Increase cost sharing for beneficiaries with annual incomes above the federal poverty level; 

Streamline the Medicaid waiver application process for states; 

Allow states to offer different benefit packages depending upon beneficiaries' health; and 

Pro-actively position states to immediately implement the federal Long-term Care Insurance Partnership programs once the federal government removes the restriction prohibiting the states from implementing the program. 

This paradigm shift recommended for New Mexico is not directed at our current older adult population, but intended for those age 60 and younger.  The well-publicized aging of the Baby Boomer generation threatens to place considerable stress on our state's long-term care system, specifically, the publicly financed Medicaid program.  The state must fortify itself on impending need for long-term care services by ensuring that citizens who have the means to finance a portion or all of their long-term care services also possess the tools to do so.  It will take time and education to bring about this change. 

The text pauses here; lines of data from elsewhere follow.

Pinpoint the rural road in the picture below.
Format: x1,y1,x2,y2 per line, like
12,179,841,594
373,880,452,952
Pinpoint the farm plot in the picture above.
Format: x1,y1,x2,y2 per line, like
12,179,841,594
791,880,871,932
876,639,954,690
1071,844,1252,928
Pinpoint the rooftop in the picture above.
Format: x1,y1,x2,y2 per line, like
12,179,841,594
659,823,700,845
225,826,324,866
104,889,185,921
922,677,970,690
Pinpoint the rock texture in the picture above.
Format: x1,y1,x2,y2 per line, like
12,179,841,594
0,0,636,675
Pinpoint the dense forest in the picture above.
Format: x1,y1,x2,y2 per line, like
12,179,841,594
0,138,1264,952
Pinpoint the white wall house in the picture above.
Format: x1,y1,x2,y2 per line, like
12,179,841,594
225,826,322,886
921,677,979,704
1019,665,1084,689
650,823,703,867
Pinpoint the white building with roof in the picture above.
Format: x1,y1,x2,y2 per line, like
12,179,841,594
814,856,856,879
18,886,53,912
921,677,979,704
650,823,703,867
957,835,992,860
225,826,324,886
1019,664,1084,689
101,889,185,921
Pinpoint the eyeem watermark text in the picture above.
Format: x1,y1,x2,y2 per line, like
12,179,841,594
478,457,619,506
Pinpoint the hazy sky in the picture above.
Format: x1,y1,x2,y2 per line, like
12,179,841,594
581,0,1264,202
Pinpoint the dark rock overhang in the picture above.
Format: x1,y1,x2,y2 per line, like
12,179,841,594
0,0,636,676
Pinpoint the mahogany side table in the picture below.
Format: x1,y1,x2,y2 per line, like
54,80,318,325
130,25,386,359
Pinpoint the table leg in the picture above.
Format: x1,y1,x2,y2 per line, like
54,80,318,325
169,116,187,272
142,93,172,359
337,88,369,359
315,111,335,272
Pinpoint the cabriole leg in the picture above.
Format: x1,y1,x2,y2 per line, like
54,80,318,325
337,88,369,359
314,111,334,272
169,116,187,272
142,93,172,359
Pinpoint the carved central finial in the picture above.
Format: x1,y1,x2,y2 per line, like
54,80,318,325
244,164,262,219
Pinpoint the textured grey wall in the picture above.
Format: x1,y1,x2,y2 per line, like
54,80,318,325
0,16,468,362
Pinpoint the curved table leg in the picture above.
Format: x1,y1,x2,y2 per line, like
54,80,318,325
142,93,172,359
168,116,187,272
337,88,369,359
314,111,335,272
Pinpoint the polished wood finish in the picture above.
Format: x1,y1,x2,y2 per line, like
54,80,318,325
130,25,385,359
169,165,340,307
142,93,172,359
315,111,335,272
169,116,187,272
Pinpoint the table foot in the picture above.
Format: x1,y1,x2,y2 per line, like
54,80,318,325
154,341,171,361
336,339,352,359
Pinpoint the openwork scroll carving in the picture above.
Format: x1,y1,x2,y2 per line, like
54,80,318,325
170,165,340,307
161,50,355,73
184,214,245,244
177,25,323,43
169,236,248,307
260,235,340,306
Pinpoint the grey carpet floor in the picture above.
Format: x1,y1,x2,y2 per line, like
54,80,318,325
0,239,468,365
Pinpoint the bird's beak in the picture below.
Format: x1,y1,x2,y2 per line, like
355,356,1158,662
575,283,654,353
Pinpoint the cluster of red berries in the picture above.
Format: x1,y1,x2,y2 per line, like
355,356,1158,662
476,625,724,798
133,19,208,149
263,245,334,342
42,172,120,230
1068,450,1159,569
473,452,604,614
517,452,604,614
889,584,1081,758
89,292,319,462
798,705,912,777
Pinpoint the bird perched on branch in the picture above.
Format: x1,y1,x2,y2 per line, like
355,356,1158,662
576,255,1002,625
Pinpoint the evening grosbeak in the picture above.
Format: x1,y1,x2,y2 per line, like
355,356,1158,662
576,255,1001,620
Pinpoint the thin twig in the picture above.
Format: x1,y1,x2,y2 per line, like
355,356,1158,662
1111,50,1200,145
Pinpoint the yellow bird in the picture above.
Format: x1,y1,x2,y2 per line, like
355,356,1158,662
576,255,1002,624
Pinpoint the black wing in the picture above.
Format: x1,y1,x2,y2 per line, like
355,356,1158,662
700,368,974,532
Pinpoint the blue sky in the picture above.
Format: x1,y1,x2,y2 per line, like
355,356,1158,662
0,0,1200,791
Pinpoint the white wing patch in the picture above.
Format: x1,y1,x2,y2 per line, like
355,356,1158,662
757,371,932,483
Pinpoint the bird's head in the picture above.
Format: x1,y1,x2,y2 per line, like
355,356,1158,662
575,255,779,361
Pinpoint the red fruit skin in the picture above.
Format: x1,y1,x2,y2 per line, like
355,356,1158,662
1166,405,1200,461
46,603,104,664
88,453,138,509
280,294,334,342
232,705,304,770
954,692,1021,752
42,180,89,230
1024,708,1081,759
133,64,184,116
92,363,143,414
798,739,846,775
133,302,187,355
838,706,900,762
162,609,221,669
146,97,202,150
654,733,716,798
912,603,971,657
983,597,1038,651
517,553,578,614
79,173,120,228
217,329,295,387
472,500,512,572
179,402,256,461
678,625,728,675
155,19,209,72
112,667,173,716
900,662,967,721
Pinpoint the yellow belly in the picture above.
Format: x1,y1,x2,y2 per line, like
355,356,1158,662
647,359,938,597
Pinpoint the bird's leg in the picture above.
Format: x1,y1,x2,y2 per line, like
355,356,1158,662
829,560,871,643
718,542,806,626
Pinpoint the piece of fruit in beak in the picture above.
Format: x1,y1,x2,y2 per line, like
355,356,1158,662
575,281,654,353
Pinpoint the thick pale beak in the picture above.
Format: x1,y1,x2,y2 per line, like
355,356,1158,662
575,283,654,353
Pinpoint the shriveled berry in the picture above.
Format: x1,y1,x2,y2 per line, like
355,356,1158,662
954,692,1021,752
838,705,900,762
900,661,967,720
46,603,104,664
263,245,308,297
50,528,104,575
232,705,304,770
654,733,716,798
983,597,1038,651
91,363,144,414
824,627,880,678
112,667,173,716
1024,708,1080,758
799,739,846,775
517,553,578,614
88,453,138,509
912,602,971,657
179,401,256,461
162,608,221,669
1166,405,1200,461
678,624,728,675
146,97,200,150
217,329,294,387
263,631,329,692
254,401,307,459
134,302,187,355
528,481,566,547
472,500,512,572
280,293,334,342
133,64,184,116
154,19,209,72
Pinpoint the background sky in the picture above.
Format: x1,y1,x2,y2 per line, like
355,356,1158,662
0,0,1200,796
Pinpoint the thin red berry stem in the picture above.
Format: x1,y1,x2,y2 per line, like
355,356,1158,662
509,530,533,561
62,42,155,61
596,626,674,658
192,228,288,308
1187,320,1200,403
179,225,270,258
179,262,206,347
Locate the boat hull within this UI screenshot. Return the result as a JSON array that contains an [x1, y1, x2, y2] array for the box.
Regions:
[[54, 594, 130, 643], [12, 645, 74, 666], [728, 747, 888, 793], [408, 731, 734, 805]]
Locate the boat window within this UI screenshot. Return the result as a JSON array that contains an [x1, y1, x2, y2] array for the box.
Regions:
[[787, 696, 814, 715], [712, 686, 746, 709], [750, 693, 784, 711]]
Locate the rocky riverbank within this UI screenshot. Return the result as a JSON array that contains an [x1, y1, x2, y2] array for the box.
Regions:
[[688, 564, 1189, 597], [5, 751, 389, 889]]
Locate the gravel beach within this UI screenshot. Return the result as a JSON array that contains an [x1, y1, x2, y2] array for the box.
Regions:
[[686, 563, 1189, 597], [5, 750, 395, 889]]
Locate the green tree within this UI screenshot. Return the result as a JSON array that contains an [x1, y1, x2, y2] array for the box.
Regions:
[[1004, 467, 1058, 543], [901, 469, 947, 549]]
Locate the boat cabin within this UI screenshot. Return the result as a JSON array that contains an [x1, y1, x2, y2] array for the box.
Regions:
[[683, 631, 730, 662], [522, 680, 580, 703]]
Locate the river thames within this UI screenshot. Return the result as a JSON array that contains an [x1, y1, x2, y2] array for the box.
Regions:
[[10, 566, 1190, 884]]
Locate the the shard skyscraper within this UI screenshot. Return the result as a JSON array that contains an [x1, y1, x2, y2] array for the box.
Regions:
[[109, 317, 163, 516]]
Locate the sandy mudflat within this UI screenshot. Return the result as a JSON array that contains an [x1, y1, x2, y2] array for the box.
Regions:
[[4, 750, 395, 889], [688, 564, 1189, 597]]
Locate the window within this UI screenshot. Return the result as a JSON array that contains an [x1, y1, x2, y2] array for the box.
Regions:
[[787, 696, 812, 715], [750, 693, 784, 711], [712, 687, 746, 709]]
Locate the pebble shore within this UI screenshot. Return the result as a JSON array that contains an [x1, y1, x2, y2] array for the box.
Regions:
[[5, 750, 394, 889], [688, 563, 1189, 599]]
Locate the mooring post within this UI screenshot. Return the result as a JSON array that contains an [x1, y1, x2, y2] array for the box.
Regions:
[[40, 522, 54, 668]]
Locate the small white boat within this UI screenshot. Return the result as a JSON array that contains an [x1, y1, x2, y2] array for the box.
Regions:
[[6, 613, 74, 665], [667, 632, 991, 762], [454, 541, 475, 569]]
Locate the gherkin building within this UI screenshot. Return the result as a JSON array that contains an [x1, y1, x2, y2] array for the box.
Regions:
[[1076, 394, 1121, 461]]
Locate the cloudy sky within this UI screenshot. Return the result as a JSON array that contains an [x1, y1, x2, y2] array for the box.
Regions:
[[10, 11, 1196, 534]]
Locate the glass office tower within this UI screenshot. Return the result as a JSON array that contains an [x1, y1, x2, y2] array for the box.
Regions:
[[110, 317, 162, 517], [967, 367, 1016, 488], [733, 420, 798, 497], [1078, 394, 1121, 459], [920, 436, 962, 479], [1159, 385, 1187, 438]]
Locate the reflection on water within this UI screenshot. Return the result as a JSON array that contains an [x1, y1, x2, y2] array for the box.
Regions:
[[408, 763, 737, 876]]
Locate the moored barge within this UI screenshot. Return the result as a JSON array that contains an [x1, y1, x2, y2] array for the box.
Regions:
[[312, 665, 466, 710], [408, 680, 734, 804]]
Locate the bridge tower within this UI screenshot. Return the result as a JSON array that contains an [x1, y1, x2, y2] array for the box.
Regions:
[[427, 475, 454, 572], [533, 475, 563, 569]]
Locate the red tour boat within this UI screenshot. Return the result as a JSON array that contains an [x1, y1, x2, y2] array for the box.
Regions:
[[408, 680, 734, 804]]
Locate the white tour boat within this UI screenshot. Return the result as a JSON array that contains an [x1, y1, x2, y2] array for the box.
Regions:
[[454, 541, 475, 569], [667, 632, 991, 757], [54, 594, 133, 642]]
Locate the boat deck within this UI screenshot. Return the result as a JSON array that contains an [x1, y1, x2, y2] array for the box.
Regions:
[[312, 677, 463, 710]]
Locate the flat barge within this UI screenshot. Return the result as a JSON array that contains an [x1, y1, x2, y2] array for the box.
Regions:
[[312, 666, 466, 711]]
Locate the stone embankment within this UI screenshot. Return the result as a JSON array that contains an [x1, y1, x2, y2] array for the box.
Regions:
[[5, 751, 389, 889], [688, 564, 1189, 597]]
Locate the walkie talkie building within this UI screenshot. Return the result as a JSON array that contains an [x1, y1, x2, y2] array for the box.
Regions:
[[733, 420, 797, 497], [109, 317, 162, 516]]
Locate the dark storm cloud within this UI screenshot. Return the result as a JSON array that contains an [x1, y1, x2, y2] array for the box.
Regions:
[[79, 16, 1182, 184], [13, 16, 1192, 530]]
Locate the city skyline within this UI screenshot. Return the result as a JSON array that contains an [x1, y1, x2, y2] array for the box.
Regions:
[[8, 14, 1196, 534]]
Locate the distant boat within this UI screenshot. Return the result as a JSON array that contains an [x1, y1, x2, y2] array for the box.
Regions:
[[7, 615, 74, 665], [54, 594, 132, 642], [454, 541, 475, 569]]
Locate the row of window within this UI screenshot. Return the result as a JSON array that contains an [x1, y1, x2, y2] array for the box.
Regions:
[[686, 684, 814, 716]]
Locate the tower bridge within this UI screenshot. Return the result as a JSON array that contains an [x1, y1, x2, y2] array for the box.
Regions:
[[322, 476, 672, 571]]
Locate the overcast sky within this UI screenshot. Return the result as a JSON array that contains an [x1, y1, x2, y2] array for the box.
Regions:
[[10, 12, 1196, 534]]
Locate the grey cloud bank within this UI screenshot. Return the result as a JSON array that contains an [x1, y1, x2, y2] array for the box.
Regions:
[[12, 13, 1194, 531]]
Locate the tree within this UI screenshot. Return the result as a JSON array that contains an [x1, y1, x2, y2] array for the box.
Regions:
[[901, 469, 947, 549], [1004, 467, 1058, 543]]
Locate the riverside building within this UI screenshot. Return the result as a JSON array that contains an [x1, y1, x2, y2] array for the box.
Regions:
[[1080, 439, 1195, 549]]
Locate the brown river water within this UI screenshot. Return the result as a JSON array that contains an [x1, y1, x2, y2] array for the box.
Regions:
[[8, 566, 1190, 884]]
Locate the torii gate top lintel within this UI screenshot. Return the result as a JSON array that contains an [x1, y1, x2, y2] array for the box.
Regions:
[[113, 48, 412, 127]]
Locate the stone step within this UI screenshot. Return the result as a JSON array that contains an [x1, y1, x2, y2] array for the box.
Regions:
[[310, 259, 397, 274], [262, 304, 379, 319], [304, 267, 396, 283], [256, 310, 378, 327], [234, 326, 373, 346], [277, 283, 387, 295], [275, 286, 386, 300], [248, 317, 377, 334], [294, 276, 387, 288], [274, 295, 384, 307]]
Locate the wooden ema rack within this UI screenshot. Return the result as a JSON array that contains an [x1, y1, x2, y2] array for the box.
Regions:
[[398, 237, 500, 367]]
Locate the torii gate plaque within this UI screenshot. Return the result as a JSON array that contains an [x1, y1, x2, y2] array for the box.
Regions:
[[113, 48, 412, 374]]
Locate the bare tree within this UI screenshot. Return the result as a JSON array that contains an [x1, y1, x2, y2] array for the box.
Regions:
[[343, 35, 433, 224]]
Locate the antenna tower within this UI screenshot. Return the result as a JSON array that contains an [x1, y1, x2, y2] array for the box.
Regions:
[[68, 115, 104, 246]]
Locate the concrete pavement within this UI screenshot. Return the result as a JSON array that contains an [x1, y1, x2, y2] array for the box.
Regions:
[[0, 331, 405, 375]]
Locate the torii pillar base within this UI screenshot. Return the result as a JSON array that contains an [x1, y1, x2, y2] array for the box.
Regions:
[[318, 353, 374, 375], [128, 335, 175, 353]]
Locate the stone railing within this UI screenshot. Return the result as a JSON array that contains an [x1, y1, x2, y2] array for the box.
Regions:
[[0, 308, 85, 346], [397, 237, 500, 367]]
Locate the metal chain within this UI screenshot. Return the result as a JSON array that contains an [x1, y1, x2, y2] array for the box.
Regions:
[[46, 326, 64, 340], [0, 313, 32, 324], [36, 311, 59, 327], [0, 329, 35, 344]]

Nationally and locally, it has become recognized that changes must occur in the current Medicaid funding paradigm to:   

a)  keep Medicaid solvent and reduce the cost burden to states; and,  

b)  insure adequate funds are available to assist those with few resources and limited incomes by either pre-funding Medicaid, fully funding Medicaid, utilization of ones resources prior to accessing Medicaid, or posthumous financing through estate recovery.  

Pre-funding and fully funding Medicaid are the purview of the federal government and are not being considered.  Therefore changes in the funding paradigm must focus on how to: 

A.  Re-direct personal assets in estate planning to support long-term care, and  

B.  Enhance estate asset recovery programs as a disincentive to asset transfer. 

Our state should consider embarking on a new mission that is proactive by encouraging those who are soon-to-age or at risk for disability to focus on preparations for their needs.  This preparation includes the state's critical involvement in identifying, characterizing, and educating the citizenry about the various private financing models available in the marketplace.  Perhaps, most importantly, the individual autonomy promoted by private financing mechanisms is the ultimate expression of self-direction.